2 thoughts on “Drug Dealing for Jesus: Mexico’s Evangelical Narcos”
I think what really shocks me about this is the rampant tribalism at the heart of their “gospel” and behavior. It sounds like they justify their actions by saying that they protect their own families and community. But what about the other families and communities they destroy? It’s a mentality that I can’t even begin to fathom.
This very much dovetailes with what Augsburger has said on bipolar spirituality versus tripolar spirituality. Here, in both cases before us here, you have guys who see the good news almost exclusively in vertical, hyperindividualistic terms, between self and God. The horizontal, other dimension is excluded, or at best extended to close personal relationships.
Ultimately this translates into a disconnect between salvation and ethics, or to put it another way, a reduction in our understanding of sin and repentance. An awareness is retained of sins against God, against self and against family. We are prompted to repent of sexual promiscuity (a personal sin) and abortion (a family sin). But what of racism? Hmmm. What of sexism? Hmmm. What of homophobia? Hmmm. Are they also sins we must repent of in coming to Christ? What of drug pushing? Particularly when you are not taking it yourself? Particularly if your kids are not either. Particularly if you are providing for you family through it. Hmmm. What if you’re a soldier in Afghanistan and your government is telling you not to intefere with the polly fields because the Afghani’s are allies? Hmmm. What of Air America during the Vietnam War? Hmmm. If a tripolar spirituality is embraced it is not so easy to get around this, and ultimately I see tripolar spirituality as more authentically Christ-like.

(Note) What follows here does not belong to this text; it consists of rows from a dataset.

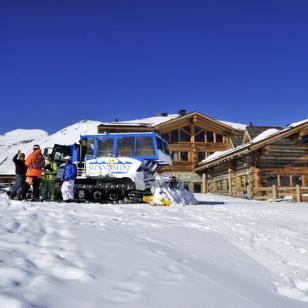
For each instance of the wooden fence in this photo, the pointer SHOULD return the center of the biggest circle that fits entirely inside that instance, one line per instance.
(275, 193)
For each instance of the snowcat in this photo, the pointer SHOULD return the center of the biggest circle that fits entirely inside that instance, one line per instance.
(118, 167)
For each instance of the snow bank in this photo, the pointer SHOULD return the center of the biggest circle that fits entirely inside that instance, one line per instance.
(239, 252)
(24, 140)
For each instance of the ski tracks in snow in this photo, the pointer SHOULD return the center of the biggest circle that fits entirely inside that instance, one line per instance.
(37, 252)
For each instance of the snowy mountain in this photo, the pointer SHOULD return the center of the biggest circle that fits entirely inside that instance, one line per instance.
(21, 139)
(224, 252)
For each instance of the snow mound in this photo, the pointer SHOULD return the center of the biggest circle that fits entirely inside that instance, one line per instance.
(23, 139)
(151, 121)
(238, 126)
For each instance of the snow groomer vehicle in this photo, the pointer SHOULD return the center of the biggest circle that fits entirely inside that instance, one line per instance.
(118, 167)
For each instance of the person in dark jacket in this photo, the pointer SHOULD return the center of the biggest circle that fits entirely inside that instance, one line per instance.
(68, 178)
(20, 174)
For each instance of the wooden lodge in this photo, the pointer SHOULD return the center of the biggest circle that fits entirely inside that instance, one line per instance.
(191, 137)
(269, 164)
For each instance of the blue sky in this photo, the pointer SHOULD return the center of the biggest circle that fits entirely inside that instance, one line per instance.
(63, 61)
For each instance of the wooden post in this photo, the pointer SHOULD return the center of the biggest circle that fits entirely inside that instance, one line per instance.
(298, 193)
(274, 193)
(249, 191)
(203, 183)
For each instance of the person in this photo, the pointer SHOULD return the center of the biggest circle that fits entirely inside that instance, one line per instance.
(49, 179)
(20, 174)
(35, 163)
(68, 178)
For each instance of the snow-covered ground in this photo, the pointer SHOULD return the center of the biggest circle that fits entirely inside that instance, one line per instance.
(23, 139)
(225, 252)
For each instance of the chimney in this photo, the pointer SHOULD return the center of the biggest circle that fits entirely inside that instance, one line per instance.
(182, 112)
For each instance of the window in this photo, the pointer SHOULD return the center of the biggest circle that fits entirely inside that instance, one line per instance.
(126, 146)
(90, 146)
(284, 180)
(175, 156)
(105, 147)
(271, 180)
(184, 156)
(145, 146)
(175, 135)
(219, 138)
(165, 136)
(185, 134)
(297, 180)
(209, 136)
(201, 156)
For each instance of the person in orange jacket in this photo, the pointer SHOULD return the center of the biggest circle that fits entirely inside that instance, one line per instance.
(35, 163)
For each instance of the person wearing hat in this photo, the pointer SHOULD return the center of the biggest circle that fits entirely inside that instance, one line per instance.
(68, 178)
(35, 163)
(20, 174)
(49, 179)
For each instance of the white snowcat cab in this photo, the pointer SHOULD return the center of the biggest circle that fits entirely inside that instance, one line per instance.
(116, 167)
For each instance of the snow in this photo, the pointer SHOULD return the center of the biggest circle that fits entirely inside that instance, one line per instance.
(264, 135)
(225, 250)
(24, 140)
(238, 126)
(267, 133)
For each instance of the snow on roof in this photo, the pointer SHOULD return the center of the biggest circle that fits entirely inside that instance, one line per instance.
(152, 121)
(24, 140)
(266, 134)
(238, 126)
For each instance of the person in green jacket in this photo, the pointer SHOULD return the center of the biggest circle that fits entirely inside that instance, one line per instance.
(49, 179)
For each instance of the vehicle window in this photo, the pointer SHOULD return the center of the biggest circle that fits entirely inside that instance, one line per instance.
(165, 136)
(60, 152)
(126, 146)
(90, 146)
(105, 147)
(174, 136)
(145, 146)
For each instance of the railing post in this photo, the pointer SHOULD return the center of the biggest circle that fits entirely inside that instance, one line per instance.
(298, 193)
(274, 192)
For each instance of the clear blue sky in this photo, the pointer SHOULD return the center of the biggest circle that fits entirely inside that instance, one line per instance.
(63, 61)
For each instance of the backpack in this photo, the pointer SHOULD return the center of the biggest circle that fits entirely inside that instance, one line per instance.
(38, 161)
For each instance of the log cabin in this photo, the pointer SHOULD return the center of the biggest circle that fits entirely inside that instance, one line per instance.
(192, 137)
(275, 158)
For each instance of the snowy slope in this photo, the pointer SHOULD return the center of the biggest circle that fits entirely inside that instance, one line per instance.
(151, 121)
(24, 140)
(223, 253)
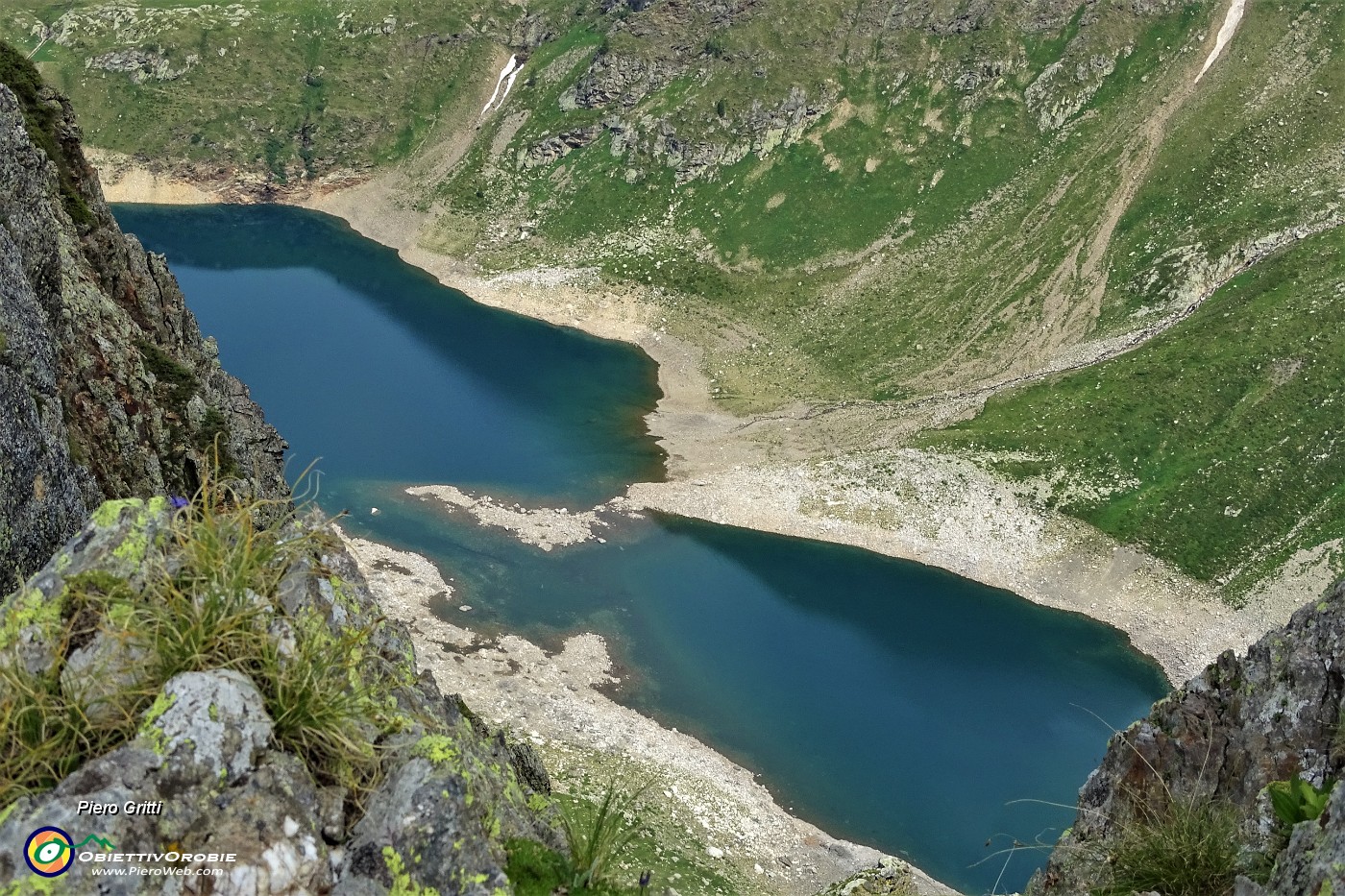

This is where I think we need to recover a more expansive understanding of salvation and sin. We are saved by grace, but if our salvation is genuine we should see evidence of it in our works. We may not be transformed in a day, we may still be struggling with racism and militarism and other stuff, but we should at least be recognizing them as something to be struggling with. When I see people holding them up as a virtue however, everything in me sceams cheap grace.